Almost 50 young Indian Revenue Service (IRS) officers had submitted policy suggestions for reviving India’s economy, post COVID 19. “The paper FORCE by 50 young IRS officers suggesting policy measures had been forwarded by IRSA to CBDT for consideration. It does not purport to represent the official views of the entire IRS, or the IT Dept”, tweeted IRS Association.

The young officers have said in their report that economic growth can be strengthened by implementing the idea given by them and at the same time income can be increased from tax. They have recommended proposals to be implemented in the short term (3-6 months) and medium-term (9-12 months) to deal with the epidemic and increase revenue.

Higher taxes on the rich
Officials in their report have recommended higher tax on the rich. They have recommended increasing the existing slab of tax from 30 per cent to 40 per cent for people with revenue of more than Rs 1 crore for a limited period or a fixed time. Apart from this, it has been recommended to re-levy property tax on those with assets of more than five crore rupees.

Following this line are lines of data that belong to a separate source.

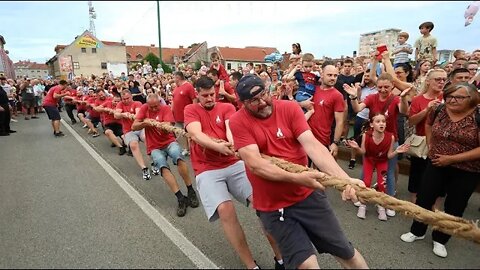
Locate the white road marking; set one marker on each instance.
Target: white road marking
(187, 247)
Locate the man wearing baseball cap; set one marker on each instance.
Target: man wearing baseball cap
(293, 207)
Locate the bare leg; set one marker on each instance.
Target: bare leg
(356, 262)
(135, 148)
(234, 233)
(170, 179)
(183, 171)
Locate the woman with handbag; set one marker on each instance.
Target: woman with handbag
(430, 96)
(453, 138)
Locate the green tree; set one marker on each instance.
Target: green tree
(152, 59)
(155, 60)
(198, 65)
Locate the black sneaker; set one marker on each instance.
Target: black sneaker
(182, 207)
(277, 265)
(146, 174)
(351, 165)
(192, 199)
(155, 170)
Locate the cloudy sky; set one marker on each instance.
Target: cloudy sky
(33, 29)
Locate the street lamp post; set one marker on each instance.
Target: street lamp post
(159, 36)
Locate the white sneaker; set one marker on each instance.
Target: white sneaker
(410, 237)
(362, 210)
(439, 250)
(381, 213)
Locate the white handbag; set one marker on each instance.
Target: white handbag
(418, 146)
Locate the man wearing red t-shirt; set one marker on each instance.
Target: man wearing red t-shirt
(161, 145)
(218, 171)
(124, 108)
(112, 127)
(50, 103)
(292, 206)
(328, 105)
(183, 95)
(94, 118)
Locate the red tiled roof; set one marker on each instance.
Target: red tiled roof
(30, 65)
(254, 54)
(167, 53)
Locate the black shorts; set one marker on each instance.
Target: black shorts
(311, 221)
(116, 128)
(52, 112)
(94, 120)
(28, 103)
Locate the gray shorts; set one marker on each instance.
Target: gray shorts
(134, 136)
(311, 221)
(216, 186)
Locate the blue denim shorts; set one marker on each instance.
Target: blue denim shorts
(159, 156)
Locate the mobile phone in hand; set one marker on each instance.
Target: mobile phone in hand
(380, 49)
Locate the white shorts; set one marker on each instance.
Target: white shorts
(216, 186)
(131, 136)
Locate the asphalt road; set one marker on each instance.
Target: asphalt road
(60, 208)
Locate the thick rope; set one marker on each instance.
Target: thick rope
(440, 221)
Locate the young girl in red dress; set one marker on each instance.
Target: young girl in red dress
(377, 149)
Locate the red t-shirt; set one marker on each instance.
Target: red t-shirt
(130, 108)
(49, 100)
(419, 103)
(155, 138)
(377, 152)
(182, 96)
(213, 125)
(81, 107)
(375, 105)
(71, 96)
(275, 136)
(109, 118)
(325, 103)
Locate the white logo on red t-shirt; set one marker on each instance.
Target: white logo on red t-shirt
(279, 133)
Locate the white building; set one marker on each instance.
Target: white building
(369, 41)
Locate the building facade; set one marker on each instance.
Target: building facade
(87, 56)
(369, 41)
(27, 69)
(6, 64)
(233, 58)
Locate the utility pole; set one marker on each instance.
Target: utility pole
(159, 36)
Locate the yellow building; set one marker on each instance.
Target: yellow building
(87, 56)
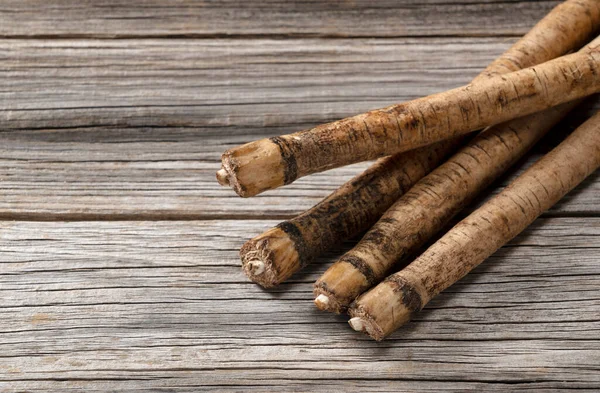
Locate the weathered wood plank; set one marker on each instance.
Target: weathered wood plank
(121, 18)
(161, 174)
(148, 305)
(135, 128)
(212, 83)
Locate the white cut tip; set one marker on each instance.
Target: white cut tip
(223, 177)
(257, 267)
(322, 301)
(357, 324)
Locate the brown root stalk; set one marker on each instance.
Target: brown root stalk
(430, 204)
(390, 304)
(275, 255)
(270, 163)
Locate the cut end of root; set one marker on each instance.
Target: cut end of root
(270, 258)
(357, 324)
(362, 322)
(252, 168)
(322, 302)
(325, 300)
(223, 177)
(256, 267)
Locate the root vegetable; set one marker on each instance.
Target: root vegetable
(275, 255)
(391, 303)
(270, 163)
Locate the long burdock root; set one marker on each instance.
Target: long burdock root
(275, 255)
(392, 303)
(270, 163)
(428, 206)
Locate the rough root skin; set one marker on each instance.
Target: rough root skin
(432, 202)
(484, 231)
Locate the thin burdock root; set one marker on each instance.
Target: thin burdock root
(427, 207)
(270, 163)
(276, 254)
(420, 213)
(392, 303)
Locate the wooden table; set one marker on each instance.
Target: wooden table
(118, 250)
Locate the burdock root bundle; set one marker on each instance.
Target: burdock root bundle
(404, 199)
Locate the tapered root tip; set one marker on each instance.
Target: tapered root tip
(256, 267)
(322, 302)
(223, 177)
(357, 324)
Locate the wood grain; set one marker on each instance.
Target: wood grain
(114, 110)
(135, 128)
(100, 306)
(187, 18)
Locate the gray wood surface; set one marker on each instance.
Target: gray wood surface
(118, 249)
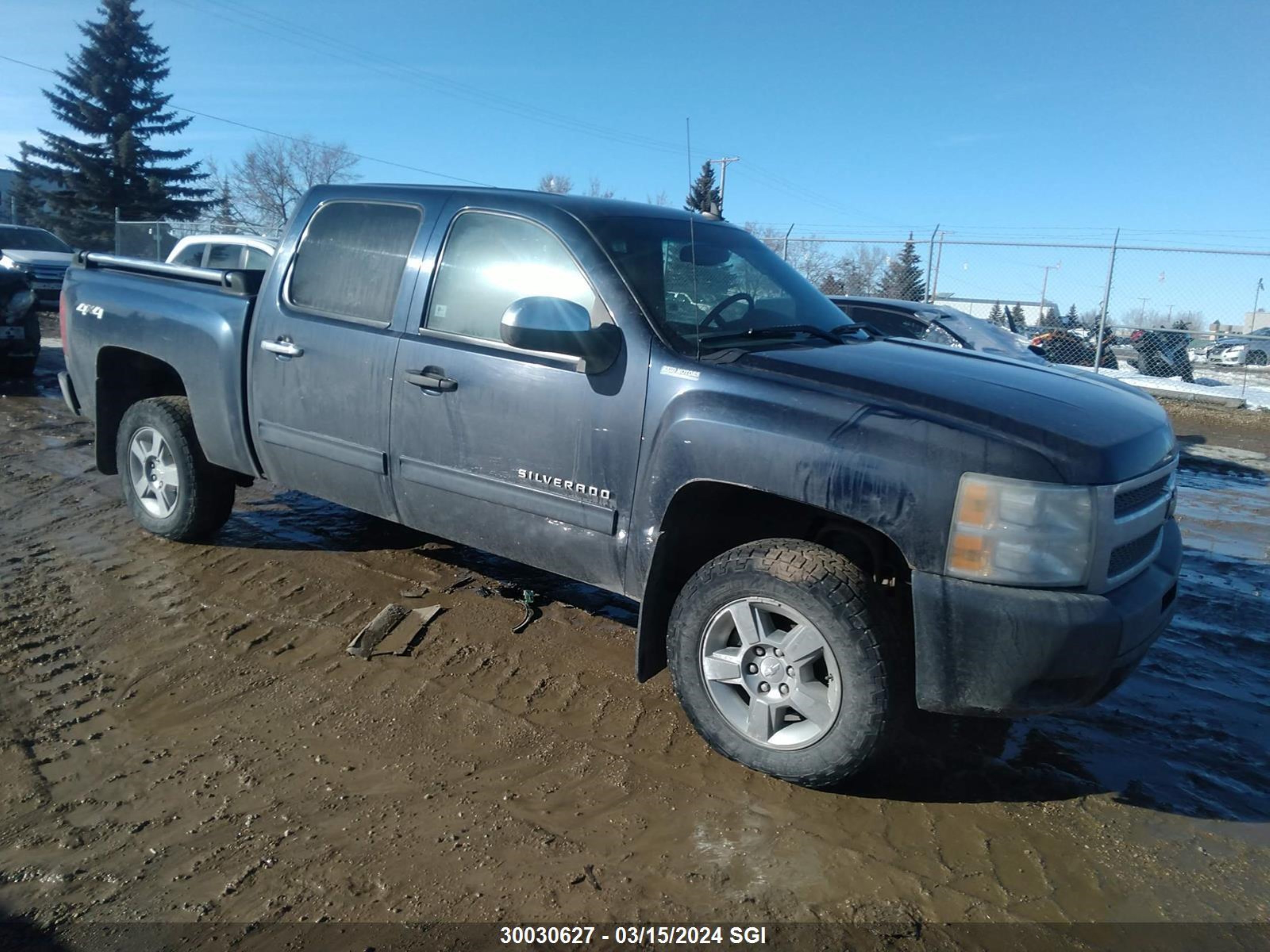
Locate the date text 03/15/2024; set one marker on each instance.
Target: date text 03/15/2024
(635, 935)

Recommend benefits directly to the poor
In their report, the officials have recommended providing direct assistance of Rs 3000 to Rs 5000 per month to the people from economically weaker sections for six months. It has been recommended to give this amount to farmers, daily wage labourers and extremely low-income people. If this recommendation is accepted, then it will benefit 12 Crore people.

Tax on income of foreign companies in India
Officials recommended increasing the surcharge applicable to income from Indian offices or permanent establishments to foreign companies. At present, foreign companies have to pay a surcharge at the rate of two percent on earning from one crore to ten crore rupees from Indian business. At the same time, the surcharge has to be paid at the rate of five percent on income of more than Rs 10 crore.

COVID Relief Cess
IRS officials in their report have recommended the imposition of four percent ‘COVID Relief Cess’ on people with an annual income of Rs 10 lakh. It is recommended to levy this tax once.

Use of CSR Fund as a COVID Relief item
Officials believe that tax incentives should be increased for Corporate Social Responsibility (CSR) activities in this hour of crisis. They said that the salary that corporate companies are giving to the non-managerial staff at the time of COVID19 should be considered as CSR activity. Also, the amount deposited by companies in Chief Minister Relief Fund should be considered as CSR. This option has been recommended to be given in this financial year as well as in the next financial year.